A segunda linha reúne os insucessos. Destes, 16,7% (12 insucessos) representam
perdas reais para a indústria, dada a aprovação de normas jurídicas que o setor
desaprova. Tais fracassos pioram o status quo e aumentam o custo Brasil. No
entanto, 83,3% dos insucessos (60 insucessos) são de outro tipo e consistem em
oportunidades desperdiçadas que frustram a indústria. Trata-se de projetos que
reduziriam o custo Brasilse fossem aprovados, mas que na verdade foram
rejeitados, retirados ou arquivados ao final da legislatura, preservando-se
assim o status quo, em lugar de melhorá-lo.
O teste qui-quadrado sugere que é muito pequena (0,002) a chance de erro em
rejeitar a hipótese de desassociação entre as variáveis e em aceitar a hipótese
oposta de que o resultado obtido pela indústria e o efeito da decisão política
sobre o status quo estão associados. O teste phi indica que há
significativamente mais casos de sucessos que mudam o status quo ' e
significativamente menos casos de sucesso que mantêm o status quo ' do que
seria esperado se não houvesse qualquer associação entre as variáveis13. A
constatação é válida ainda que a freqüência de sucessos que reduzem o custo
Brasil seja menor que a freqüência de sucessos que impedem o seu aumento. O
teste phi indica também que há significativamente mais casos de insucessos que
mantêm o status quo ' e significativamente menos casos de insucessos que mudam
o status quo, trazendo perdas reais ' do que seria esperado se as variáveis
fossem desassociadas.
Assim, a relação sucesso/insucesso entre as decisões que mudam o status quo é
de 4,5 (54 sucessos para 12 insucessos), como revela a primeira coluna da
Tabela_5. Ou seja, para duas decisões que representam uma perda para a
indústria, há nove decisões que representam ganhos reais! A segunda coluna
mostra que a relação sucesso/insucesso entre as decisões que mantêm o status
quo é de 1,5 (90 sucessos para 60 insucessos). Isto significa que, para duas
decisões que frustram o empresariado industrial, existem três decisões que
aliviam o setor. Dessa maneira, para a satisfação da indústria, não apenas os
sucessos prevalecem sobre os insucessos em ambos os casos, como a chance de
sucesso do setor no que diz respeito às decisões com maiores conseqüências
práticas ' aquelas que transformam o status quo ' é três vezes maior que a
chance de sucesso entre as decisões que mantêm o status quo intocado.
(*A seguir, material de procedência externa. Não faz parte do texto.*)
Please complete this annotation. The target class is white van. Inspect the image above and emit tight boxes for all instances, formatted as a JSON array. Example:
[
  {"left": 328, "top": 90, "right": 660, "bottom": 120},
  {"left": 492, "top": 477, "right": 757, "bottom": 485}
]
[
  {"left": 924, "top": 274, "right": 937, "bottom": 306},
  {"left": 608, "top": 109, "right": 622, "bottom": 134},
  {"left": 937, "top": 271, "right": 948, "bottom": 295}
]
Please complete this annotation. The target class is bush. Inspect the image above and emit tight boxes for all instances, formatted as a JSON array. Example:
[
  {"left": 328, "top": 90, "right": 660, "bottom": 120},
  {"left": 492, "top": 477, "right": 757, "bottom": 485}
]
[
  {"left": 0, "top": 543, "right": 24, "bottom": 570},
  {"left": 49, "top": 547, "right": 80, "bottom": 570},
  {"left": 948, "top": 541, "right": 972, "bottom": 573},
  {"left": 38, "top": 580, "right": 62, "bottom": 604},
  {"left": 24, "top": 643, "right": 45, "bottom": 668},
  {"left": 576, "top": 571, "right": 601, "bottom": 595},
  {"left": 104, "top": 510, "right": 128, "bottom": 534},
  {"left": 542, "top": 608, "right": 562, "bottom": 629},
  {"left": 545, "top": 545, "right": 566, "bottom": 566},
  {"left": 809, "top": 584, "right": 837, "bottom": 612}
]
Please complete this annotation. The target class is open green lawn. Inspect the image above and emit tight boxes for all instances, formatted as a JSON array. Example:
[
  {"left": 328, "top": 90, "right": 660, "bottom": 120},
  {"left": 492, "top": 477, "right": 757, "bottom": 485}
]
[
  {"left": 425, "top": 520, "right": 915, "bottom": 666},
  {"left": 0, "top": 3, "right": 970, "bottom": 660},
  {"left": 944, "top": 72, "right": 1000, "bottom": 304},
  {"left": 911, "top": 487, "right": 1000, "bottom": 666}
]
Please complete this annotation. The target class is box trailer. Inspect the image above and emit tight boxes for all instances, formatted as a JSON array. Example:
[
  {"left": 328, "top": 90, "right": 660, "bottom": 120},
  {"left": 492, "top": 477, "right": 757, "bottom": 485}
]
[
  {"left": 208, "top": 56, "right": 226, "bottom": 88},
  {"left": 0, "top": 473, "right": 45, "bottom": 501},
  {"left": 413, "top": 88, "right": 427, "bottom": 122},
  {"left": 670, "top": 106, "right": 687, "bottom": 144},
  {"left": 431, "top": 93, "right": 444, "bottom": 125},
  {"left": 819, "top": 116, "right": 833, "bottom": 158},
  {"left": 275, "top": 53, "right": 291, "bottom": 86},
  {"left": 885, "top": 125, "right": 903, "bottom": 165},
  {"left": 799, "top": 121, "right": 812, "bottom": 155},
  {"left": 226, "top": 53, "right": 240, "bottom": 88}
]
O elevado grau de sucesso político da indústria relativamente às decisões que
mudam o status quo pode ser explicado, em grande medida, pela afinidade do
setor com a versão final das proposições de autoria do Poder Executivo, Poder
da União que exerce preponderância na produção legislativa nacional.
De fato, trabalhos recentes têm mostrado de maneira inequívoca que o Poder
Executivo domina a produção legislativa federal no Brasil (Figueiredo e
Limongi, 2000; 2001). De acordo com esses trabalhos, a capacidade dos
presidentes brasileiros de ditar a agenda do parlamento decorre de dois
fatores.
Em primeiro lugar, decorre dos amplos poderes legislativos que a Constituição
de 1988 outorgou ao Poder Executivo. O presidente pode editar medidas
provisórias que surtem efeito a partir de sua edição, provocando alteração
imediata do status quo; pode solicitar urgência para seus projetos, forçando
assim, unilateralmente, a apreciação das proposições que apresenta dentro de um
prazo determinado; e pode vetar parcial ou totalmente as proposições que o
parlamento envia à sua sanção. Além disso, o presidente possui a prerrogativa
exclusiva de iniciar a legislação relativa à administração federal e de
formular o projeto anual de orçamento, que os parlamentares podem emendar mas
cujo limite de gastos não pode ser ampliado.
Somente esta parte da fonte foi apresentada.